Transient expression of somatostatin mRNA in developing ganglion cell layers of rat retina

Abstract

Somatostatin (SOM) mRNA in developing ganglion cell layer (GCL) detected by in situ hybridization histochemistry and SOM peptide in developing optic chiasma and optic tract detected by immunocytochemistry were monitored to explore whether ganglion cells expressing SOM project to the visual center. Most of these cells in the developing GCL expressed SOM transiently from embryonic day 13 (E13) to E21. The cells expressing SOM mRNA initially followed a central-to-peripheral pattern of development. The cells expressing SOM mRNA in the retinas of fetuses became detectable at E13. From E14 to E17 the number of cells expressing SOM mRNA increased rapidly. At E17 most of the cells in the developing GCL expressed SOM mRNA. From E18 to postnatal days the positive cells became sparse except at the postnatal day 0 (PND0) the positive cells decreased dramatically in comparison with that at the E21. At PND15, the positive cells only can be found in the inner neuroblastic layer and in the ganglion cell layer.

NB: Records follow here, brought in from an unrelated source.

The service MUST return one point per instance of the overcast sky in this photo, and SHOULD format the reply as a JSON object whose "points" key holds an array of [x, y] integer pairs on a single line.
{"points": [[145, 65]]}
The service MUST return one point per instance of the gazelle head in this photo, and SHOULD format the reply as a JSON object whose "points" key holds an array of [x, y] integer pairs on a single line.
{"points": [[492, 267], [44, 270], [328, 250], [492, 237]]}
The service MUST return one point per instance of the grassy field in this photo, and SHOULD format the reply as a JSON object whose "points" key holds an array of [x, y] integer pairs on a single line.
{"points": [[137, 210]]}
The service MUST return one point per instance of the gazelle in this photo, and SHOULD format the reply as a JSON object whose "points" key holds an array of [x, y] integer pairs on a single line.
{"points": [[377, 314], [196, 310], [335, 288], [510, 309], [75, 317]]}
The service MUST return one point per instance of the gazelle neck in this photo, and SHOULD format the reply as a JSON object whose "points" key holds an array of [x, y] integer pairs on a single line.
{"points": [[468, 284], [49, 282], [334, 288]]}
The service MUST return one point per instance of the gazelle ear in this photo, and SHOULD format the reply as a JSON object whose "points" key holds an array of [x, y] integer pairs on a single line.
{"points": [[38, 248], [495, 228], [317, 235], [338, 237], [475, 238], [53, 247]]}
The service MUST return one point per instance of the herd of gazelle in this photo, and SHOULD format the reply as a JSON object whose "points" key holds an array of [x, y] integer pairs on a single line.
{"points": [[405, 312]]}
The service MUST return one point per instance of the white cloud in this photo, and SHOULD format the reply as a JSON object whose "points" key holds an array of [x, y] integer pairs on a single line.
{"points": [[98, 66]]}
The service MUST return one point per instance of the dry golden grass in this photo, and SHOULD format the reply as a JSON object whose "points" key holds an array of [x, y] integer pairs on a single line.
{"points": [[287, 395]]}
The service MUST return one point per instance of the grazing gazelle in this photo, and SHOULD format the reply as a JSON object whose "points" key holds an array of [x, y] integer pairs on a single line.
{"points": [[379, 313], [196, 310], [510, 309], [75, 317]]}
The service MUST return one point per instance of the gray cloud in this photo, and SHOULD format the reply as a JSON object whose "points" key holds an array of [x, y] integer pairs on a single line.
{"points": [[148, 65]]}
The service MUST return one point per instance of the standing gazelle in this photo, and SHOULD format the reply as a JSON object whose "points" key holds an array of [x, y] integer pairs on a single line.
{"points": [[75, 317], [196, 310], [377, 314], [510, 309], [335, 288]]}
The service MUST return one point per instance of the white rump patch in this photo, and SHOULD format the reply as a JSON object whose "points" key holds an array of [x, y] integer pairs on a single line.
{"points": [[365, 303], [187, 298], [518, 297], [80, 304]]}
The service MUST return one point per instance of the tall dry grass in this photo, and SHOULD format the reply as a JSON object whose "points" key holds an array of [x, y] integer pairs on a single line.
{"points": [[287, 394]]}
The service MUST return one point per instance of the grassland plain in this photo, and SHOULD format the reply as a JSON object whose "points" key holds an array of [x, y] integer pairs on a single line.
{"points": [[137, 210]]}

At PND20 the distribution pattern and the number of the positive cells were essentially the same as that in adult rat. SOM immunoreactivity was detectable at E16 in the developing optic chiasma and optic tract; the majority of the fibers in these area were SOM positive. From E16 to E18 the density of the immunostaining increased rapidly, whereas from E19 to E21 the density decreased. At PND0 no positive fibers were seen. The transient presence of SOM in most of the ganglion cells in the developing ganglion cell layer has prompted us to study the role of SOM in generation and differentiation of the retinal ganglion cells, and formation of the retina-visual center projections.